Rohingya Relocation: Thengar Char not suitable yet

The government will have to build flood protection embankment, cyclone centres and necessary infrastructure and ensure supply of drinking water if it wants to relocate the Myanmar Rohingya refugees in Bangladesh to Thengar Char in Noakhali.

The recommendations were made in a report prepared by the district administration and the district forest department of Noakhali. The report was sent to the Ministry of Environment and Forests on Thursday.

The report was prepared after the ministry had directed the district administration to inform it about the present condition of the char.
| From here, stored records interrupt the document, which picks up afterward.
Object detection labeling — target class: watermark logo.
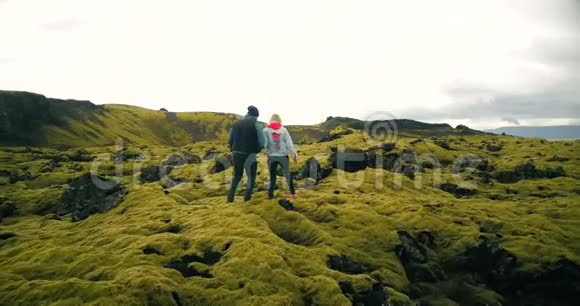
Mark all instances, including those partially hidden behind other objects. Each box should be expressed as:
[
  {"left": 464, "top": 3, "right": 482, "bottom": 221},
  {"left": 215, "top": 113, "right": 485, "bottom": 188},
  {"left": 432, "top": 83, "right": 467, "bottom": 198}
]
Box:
[{"left": 364, "top": 111, "right": 399, "bottom": 144}]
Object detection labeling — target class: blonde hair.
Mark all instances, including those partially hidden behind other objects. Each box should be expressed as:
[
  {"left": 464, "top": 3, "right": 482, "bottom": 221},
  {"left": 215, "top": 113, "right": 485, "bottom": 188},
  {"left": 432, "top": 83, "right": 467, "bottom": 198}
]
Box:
[{"left": 270, "top": 114, "right": 282, "bottom": 124}]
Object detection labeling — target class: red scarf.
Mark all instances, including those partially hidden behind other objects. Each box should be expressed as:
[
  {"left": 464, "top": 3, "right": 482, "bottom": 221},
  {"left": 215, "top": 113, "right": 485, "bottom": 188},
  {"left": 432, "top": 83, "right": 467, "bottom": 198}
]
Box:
[{"left": 268, "top": 122, "right": 282, "bottom": 140}]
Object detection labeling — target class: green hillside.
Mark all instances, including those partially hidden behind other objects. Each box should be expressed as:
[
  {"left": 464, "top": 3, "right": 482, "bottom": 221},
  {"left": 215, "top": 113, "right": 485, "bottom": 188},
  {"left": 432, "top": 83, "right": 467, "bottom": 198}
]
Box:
[
  {"left": 0, "top": 92, "right": 580, "bottom": 306},
  {"left": 0, "top": 91, "right": 480, "bottom": 147}
]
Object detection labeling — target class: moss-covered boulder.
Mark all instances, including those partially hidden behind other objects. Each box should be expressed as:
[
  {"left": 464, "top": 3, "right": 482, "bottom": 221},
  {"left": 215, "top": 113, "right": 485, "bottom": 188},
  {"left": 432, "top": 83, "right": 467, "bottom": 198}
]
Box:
[{"left": 58, "top": 174, "right": 125, "bottom": 222}]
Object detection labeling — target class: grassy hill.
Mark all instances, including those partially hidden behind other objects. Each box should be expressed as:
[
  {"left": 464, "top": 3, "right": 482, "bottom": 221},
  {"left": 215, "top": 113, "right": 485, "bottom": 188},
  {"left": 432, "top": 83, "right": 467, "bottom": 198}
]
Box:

Earlier this month, the Forest Department in a report opined that Thengar Char, where the government is planning to relocate Rohingya refugees, is yet to be considered fit for human habitation.

Thengar Char came to limelight after State Minister of Foreign Affairs M Shahriar Alam recently made an announcement about rehabilitating the Rohingyas to the char

The report, however, said the char can be readied for habitation within a short time through human efforts.
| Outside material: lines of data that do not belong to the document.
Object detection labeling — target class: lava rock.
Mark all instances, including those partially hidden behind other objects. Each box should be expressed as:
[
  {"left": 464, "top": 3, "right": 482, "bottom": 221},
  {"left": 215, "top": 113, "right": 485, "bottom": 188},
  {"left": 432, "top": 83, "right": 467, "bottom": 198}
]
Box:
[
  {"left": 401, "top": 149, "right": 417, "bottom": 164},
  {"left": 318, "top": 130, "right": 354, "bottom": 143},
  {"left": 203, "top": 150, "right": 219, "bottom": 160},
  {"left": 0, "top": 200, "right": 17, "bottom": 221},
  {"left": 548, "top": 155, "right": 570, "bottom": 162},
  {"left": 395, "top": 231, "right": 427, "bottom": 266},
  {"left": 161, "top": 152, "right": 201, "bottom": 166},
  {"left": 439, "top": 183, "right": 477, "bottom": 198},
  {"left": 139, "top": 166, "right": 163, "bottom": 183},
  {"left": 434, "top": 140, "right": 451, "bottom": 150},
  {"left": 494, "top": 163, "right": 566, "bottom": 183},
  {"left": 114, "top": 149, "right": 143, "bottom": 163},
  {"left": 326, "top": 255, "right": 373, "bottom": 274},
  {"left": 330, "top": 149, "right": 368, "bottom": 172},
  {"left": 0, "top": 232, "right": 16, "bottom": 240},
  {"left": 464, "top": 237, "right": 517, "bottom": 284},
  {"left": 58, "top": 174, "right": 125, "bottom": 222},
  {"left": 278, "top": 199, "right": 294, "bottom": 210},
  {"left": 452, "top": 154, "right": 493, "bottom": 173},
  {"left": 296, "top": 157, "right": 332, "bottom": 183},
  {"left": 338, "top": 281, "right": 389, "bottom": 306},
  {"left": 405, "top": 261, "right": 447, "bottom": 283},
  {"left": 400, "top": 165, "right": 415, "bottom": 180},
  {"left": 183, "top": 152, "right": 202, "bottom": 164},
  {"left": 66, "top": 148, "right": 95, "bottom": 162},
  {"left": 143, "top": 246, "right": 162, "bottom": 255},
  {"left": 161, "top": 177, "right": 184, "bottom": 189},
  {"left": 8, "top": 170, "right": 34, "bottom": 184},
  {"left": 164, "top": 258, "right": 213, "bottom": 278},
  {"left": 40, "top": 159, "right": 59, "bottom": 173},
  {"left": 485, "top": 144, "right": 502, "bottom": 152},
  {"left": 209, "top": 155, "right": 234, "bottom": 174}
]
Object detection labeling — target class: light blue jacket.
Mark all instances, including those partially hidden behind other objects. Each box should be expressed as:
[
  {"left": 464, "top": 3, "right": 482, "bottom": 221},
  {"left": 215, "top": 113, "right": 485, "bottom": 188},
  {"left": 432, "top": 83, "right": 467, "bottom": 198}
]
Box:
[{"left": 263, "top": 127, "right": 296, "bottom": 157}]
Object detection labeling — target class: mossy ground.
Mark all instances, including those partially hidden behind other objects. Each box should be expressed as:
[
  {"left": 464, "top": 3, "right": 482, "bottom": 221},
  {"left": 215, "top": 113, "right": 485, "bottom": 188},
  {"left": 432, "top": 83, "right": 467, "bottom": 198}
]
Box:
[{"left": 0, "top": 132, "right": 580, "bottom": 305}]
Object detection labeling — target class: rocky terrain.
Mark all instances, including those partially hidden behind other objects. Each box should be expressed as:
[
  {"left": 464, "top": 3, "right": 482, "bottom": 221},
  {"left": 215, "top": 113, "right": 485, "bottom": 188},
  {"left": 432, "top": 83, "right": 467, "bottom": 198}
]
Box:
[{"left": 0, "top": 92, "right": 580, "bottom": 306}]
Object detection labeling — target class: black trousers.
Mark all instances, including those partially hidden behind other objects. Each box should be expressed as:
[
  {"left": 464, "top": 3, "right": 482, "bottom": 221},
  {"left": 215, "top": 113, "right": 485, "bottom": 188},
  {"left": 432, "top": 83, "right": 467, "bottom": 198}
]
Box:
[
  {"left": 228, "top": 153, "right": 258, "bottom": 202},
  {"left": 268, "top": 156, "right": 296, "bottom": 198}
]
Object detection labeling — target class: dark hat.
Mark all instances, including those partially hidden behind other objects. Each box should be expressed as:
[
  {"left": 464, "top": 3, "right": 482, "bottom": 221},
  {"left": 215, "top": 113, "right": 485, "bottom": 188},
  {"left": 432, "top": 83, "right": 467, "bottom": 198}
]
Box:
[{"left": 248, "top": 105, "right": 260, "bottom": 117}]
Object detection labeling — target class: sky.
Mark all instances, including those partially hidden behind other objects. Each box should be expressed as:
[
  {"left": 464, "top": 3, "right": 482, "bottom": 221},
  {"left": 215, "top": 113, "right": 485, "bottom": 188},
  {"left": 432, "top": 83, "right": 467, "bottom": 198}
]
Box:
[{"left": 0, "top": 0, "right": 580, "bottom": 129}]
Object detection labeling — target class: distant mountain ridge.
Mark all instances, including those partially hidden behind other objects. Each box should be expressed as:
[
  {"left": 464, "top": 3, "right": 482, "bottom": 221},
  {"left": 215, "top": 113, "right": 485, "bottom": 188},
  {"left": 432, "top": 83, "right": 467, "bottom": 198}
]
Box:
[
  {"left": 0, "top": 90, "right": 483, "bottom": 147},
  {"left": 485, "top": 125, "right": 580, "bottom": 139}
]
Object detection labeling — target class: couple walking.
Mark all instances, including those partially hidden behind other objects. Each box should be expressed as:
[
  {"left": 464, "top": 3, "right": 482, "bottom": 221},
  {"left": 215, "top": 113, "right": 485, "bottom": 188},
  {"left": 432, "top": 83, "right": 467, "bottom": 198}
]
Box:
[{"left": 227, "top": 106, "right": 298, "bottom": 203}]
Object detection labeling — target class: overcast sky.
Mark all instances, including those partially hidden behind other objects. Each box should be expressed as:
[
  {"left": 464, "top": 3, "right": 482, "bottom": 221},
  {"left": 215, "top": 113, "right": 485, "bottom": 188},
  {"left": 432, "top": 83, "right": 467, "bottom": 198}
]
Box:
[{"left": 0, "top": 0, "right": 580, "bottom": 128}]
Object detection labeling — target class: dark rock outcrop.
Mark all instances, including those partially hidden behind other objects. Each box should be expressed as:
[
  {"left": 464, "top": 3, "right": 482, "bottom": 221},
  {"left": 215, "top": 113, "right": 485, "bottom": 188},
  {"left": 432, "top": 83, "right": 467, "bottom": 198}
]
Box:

Talking to The Daily Star yesterday, Noakhali Deputy Commissioner Badre Munir Ferdous said they had sent a report to the Environment and Forest Ministry with some recommendations to make the island liveable.

“It’s the decision of the government whether it will relocate Myanmar Rohingya refugees to Thengar Char. But before relocating them, some essential requirements will have to be fulfilled,” he said.
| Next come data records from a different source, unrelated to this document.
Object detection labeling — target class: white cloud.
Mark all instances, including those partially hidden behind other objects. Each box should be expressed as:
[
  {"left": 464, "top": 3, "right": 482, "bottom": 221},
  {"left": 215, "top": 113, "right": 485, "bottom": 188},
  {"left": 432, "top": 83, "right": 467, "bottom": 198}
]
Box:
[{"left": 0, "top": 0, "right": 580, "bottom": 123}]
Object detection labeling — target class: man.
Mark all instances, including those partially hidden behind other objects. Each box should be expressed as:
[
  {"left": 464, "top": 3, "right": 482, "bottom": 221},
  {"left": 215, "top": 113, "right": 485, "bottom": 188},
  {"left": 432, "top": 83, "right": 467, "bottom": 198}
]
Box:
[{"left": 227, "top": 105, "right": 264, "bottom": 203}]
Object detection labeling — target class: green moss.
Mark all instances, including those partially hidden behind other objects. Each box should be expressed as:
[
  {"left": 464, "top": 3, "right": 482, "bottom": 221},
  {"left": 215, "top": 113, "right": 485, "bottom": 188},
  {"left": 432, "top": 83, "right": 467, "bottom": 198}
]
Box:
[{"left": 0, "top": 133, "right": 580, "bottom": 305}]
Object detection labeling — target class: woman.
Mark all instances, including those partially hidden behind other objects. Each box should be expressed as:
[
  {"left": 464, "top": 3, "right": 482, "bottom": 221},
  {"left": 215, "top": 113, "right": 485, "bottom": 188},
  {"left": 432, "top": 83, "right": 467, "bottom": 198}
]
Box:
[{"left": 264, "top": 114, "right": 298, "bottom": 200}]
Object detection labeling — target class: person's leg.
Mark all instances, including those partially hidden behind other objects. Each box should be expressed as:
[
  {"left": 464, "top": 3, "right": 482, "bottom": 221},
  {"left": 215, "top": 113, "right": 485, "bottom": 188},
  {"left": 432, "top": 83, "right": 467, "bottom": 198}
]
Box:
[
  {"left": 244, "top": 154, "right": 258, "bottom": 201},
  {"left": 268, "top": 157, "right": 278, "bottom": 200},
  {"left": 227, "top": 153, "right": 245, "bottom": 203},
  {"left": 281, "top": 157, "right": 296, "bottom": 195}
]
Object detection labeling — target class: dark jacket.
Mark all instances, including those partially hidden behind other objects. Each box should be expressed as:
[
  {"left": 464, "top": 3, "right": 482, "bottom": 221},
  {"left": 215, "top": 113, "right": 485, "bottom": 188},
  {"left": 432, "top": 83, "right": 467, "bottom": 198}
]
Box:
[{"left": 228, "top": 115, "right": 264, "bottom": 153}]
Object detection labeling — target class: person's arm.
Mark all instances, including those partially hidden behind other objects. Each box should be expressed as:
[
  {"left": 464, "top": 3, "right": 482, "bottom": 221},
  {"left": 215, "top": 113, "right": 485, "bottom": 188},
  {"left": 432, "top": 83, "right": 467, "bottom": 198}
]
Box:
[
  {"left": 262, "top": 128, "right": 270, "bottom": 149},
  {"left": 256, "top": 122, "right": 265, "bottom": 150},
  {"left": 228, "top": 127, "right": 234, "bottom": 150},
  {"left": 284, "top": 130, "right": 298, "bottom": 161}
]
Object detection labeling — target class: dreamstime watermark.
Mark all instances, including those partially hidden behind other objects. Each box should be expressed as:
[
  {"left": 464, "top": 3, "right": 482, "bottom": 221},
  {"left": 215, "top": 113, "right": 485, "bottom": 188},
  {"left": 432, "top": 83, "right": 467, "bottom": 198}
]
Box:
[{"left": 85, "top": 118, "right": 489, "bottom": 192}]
Ferdous also said Additional Deputy Commissioner Subrata Kumar Dey and Assistant Forest Conservator Mohammad Ali prepared the report after visiting the char and that he forwarded the report to the ministry with essential photographs.

According to the report, the environment of Thengar Char was similar to other islands and it could be made liveable for human beings if necessary infrastructures were developed, sources said.

The report also stressed the need for strengthening security at the char if Rohingyas were relocated there, as the char is a haven for bandits and robbers.

Thengar Char came to limelight after State Minister of Foreign Affairs M Shahriar Alam recently made an announcement about rehabilitating the Rohingyas to the char. He had said that this was going to be a temporary arrangement as the Rohingyas would be repatriated to Myanmar.

Some 70,000 Rohingyas have sought refuge in Cox’s Bazar camps in Bangladesh amid persecution by the Myanmar army since October last year.

Prime Minister Sheikh Hasina, during her meeting with German Chancellor Angela Merkel on February 17, sought support from the international community, including Germany, to temporarily relocate Rohingyas in Bangladesh to Thengar Char for providing them with all sorts of facilities.

After the government unveiled its plan, Human Rights Watch urged Bangladesh to immediately drop its plan to transfer Rohingyas to an “uninhabited, undeveloped” coastal island.

According to a statement of the New York-based rights body, journalists who have visited Thengar Char, which emerged from river silt deposited in the Bay just a decade ago, describe it as empty, featureless and subject to cyclones and flooding.

During monsoon, it said, the island is submerged; anyone living on the island will have to be evacuated, and any infrastructure would be damaged.